Original Article: Awful Announcing, by Daniel Kaplan, May 2nd, 2024

Jason Kelce signing shows no expense is too great for ESPN when it comes to the NFL

ESPN has spent tens of millions of dollars on Monday Night Football talent, even in an era of cost-cutting elsewhere.

First it was the eight-figure annual salaries for Troy Aikman and Joe Buck. Then there was the move of tabbing Scott Van Pelt to host the pregame show. Then the ManningCast added Bill Belichick as a regular guest. And now ESPN’s Monday Night Football has also won the scramble to snare Jason Kelce, the boisterous smiling former Philadelphia Eagles center and host with his brother Travis of a top rated podcast, New Heights.

“Jason has a chance to sort of be a breakthrough, especially if you imagine that at some point he’ll be paired with his brother,” said John Kosner, a media consultant. Travis Kelce has two years remaining on his recently reworked contract with the Kanas City Chiefs.

ESPN may be belt tightening in some areas but when it comes to MNF and everything before and after the game, no expense appears too high.

It wasn’t that long ago that critics savaged MNF for its talent (remember the ill-fated tenure of Jason Witten, and the mocked Booger Mobile) and for the quality of its games. No more. MNF may not exactly be leaving the other broadcasters in the rear view mirror–after all Tom Brady is scheduled to take over lead announcing duties at Fox; of course he might change his mind as he has done before – but the moves are certainly notable.

“I wonder whether this move (Kelce) by ESPN raises the pressure on some of the other broadcasters to do more to find other ways to innovate,” Kosner said. “Because they’re amassing at ESPN the best talent team. And this again, is the most popular sport in America.”

The other broadcasters have not all been quiet. CBS Sports made waves this week by going younger with its talent team, moving out Phil Simms and Boomer Esiason, and bringing in Matt Ryan to the studio show. Fox, again, is poised to add Brady as number one color commentator, and it has the long running number one ranked pregame show.

And ESPN after all is a different animal than its competitors. For one, ESPN fought for years for better games.

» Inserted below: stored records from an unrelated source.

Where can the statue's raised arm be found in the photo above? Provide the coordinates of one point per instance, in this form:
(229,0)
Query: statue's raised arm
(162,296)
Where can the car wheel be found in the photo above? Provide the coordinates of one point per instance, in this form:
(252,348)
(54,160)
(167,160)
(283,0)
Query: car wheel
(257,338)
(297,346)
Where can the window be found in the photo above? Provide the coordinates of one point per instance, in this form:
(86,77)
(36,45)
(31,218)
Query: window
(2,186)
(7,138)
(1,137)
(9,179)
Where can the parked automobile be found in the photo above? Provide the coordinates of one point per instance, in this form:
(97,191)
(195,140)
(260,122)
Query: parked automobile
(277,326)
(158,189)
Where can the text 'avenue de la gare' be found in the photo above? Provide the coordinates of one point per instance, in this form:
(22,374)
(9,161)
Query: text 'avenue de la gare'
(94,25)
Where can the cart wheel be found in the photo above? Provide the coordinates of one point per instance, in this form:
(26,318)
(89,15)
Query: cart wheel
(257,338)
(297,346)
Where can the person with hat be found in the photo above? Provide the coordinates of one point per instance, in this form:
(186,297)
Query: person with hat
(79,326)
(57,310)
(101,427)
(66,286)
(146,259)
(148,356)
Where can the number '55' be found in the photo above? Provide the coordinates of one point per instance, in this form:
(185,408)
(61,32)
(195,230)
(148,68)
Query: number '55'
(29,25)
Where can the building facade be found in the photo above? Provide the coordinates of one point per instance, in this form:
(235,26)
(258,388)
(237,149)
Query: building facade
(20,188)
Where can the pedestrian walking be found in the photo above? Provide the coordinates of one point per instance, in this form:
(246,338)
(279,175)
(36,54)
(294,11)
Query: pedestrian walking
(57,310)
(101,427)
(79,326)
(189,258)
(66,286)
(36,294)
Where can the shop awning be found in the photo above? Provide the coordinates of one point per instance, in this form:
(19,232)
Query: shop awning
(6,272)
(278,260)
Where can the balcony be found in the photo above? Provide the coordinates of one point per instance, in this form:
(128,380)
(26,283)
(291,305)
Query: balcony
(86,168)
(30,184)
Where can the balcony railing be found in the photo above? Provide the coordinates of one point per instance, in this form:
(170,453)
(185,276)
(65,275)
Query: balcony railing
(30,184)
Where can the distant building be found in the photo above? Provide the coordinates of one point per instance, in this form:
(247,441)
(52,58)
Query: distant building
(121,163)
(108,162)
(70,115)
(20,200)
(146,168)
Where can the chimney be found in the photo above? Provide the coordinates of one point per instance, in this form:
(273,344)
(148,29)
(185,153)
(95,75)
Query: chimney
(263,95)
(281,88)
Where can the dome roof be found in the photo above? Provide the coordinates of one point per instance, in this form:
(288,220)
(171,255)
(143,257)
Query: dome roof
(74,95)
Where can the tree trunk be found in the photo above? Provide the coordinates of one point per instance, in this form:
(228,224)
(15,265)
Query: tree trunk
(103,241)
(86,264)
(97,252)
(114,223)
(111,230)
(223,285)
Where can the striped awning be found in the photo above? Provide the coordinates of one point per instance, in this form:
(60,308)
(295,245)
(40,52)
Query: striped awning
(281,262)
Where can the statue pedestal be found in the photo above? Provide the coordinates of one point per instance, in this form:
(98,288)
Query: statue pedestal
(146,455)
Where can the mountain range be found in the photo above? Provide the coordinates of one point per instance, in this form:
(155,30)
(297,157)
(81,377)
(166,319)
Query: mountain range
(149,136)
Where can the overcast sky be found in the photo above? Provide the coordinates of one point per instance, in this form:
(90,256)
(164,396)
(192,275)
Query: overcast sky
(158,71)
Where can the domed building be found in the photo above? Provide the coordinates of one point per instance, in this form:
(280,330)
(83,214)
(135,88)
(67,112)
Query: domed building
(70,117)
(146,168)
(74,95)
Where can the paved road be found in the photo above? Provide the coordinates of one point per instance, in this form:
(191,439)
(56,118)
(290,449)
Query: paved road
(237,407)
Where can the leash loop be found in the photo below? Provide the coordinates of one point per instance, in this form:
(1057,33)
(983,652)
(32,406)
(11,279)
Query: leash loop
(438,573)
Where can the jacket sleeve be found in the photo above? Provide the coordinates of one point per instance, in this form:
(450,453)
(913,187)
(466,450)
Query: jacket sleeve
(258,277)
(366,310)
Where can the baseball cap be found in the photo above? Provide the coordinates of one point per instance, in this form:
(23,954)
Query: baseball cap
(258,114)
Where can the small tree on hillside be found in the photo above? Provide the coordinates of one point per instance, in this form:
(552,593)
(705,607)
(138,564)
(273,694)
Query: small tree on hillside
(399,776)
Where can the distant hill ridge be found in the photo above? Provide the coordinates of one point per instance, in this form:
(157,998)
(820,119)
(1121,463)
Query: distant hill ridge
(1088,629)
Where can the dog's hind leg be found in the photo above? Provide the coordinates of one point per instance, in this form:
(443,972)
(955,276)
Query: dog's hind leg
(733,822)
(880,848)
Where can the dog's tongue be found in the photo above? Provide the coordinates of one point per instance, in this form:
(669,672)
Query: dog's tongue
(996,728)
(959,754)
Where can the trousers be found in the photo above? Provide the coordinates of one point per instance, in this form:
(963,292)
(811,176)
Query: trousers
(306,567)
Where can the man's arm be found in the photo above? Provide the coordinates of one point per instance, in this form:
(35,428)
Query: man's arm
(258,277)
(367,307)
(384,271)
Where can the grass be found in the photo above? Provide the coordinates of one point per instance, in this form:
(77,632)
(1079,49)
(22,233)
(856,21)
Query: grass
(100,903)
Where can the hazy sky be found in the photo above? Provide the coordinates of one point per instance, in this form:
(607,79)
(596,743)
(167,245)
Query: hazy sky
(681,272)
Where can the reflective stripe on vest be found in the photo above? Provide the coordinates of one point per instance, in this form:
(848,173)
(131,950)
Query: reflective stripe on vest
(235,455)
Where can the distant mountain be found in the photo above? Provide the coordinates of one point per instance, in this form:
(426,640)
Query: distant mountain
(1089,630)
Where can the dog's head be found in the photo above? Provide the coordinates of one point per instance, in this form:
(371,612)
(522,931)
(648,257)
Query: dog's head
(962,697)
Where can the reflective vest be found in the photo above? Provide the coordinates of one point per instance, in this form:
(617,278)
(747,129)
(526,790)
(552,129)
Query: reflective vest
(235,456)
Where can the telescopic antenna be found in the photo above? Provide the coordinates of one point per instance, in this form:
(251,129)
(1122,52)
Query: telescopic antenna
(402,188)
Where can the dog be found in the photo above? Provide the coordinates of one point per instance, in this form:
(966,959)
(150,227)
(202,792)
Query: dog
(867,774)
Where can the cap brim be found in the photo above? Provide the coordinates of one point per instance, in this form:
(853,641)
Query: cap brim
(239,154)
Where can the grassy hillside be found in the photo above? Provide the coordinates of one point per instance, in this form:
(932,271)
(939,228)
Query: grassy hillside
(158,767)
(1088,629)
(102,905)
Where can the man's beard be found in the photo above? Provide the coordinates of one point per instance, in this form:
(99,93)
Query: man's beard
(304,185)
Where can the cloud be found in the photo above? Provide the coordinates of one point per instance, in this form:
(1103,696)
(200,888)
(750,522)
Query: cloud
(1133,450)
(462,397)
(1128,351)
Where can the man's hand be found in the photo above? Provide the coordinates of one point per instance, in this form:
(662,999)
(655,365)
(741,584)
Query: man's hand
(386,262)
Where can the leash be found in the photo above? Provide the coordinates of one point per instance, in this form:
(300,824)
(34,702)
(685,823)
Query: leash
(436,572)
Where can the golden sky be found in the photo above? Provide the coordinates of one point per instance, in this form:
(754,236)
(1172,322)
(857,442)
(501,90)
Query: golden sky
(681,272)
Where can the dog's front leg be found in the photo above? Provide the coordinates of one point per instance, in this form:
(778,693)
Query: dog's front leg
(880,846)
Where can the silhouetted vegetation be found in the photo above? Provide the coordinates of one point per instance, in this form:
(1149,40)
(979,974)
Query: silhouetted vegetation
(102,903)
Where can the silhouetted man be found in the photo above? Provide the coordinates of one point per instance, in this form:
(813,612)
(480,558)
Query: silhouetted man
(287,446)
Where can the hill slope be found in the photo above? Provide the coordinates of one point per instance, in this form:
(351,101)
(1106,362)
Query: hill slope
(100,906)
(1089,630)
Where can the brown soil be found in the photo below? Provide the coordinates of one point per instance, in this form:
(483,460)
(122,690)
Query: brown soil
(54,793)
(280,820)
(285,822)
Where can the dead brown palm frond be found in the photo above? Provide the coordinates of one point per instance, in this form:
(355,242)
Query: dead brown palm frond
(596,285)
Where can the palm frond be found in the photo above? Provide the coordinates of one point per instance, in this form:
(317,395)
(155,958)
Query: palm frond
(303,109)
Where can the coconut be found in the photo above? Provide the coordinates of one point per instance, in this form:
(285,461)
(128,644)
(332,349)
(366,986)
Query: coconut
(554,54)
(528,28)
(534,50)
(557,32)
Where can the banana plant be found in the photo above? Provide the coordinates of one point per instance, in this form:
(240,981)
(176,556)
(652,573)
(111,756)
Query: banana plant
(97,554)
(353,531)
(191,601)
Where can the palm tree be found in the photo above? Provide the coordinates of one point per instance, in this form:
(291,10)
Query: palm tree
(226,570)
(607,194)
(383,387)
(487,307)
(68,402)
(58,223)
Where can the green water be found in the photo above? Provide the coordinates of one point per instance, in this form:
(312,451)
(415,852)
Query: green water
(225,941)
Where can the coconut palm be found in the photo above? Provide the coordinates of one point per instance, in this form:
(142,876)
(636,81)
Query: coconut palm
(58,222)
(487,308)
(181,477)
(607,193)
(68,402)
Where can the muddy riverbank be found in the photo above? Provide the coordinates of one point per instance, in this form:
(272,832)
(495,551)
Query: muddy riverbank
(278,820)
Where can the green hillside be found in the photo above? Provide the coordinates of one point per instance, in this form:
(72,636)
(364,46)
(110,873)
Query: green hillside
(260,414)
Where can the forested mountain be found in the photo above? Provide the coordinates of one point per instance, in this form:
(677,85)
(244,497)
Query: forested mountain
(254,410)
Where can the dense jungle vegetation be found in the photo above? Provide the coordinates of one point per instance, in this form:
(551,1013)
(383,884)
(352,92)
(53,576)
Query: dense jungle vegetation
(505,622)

Despite spending more in rights fees than any of the broadcasters, ESPN persistently had poor games. Paying through the nose for broadcast talent is seen in industry circles as a signal to the NFL, and advertisers, that ESPN is treating the NFL broadcast with utmost devotion and respect. And it has paid off by appearances. Since the new broadcast contracts that went into effect last season, ESPN’s games, which drew record ratings, were often blockbuster matchups. And the league even agreed to flex games to Monday night–it has not done so yet.

“ESPN wants the best games they can get and their schedule has gotten progressively better over the last few years, certainly since Jimmy Pitaro took over (ESPN),” Kosner said. “And, but I think that the real end game is to build viewership and tune in to other programming that they do around the NFL.”

Another reason for the all-in spend around MNF, unlike its competitors, ESPN has no non-sports businesses competing for resources. And the NFL is the biggest sport, so it is always going to invest in football.

“They got a lot more NFL programming hours than anybody else,” media consultant Patrick Crakes said. “They have to. Their return on investment could be diluted by that. So they don’t want that to happen. So they’re investing a lot.”

And Kosner said, “those networks are not really comparable to ESPN, because they’re not in the SportsCenter business. They’re not in the NFL Live business. And in certain cases, they haven’t added that much talent because they didn’t have to… none of them do the hours of content and programming.”

For those who snark the pregame shows, the announcers, the sideline reporters and so on don’t matter because fans just want the games, Crakes, and Kosner disagreed, arguing it is important the overall NFL product is presented as professionally and slickly as possible.

“They have to constantly think about how they’re presenting because their brand is largely dictated by it,” Crakes said. “When I was at Fox, even after we launched FS1, my consumer research group came back saying what had been being said forever: the entire brand of Fox Sports centered around the pregame show of the guys at the desk.”

Kosner didn’t disagree games are what fans value most, as evidenced by the rights fees paid to the NFL. “But from the standpoint of building a healthy network business, “ he added, “you would like to get people to tune in at all hours and sort of express their fandom that way.”

And the popular and rambunctious Kelce, who pounded beers in the parking lot and went shirtless at the Kansas City Chiefs-Buffalo Bills divisional round game in Buffalo, just might be must-watch TV.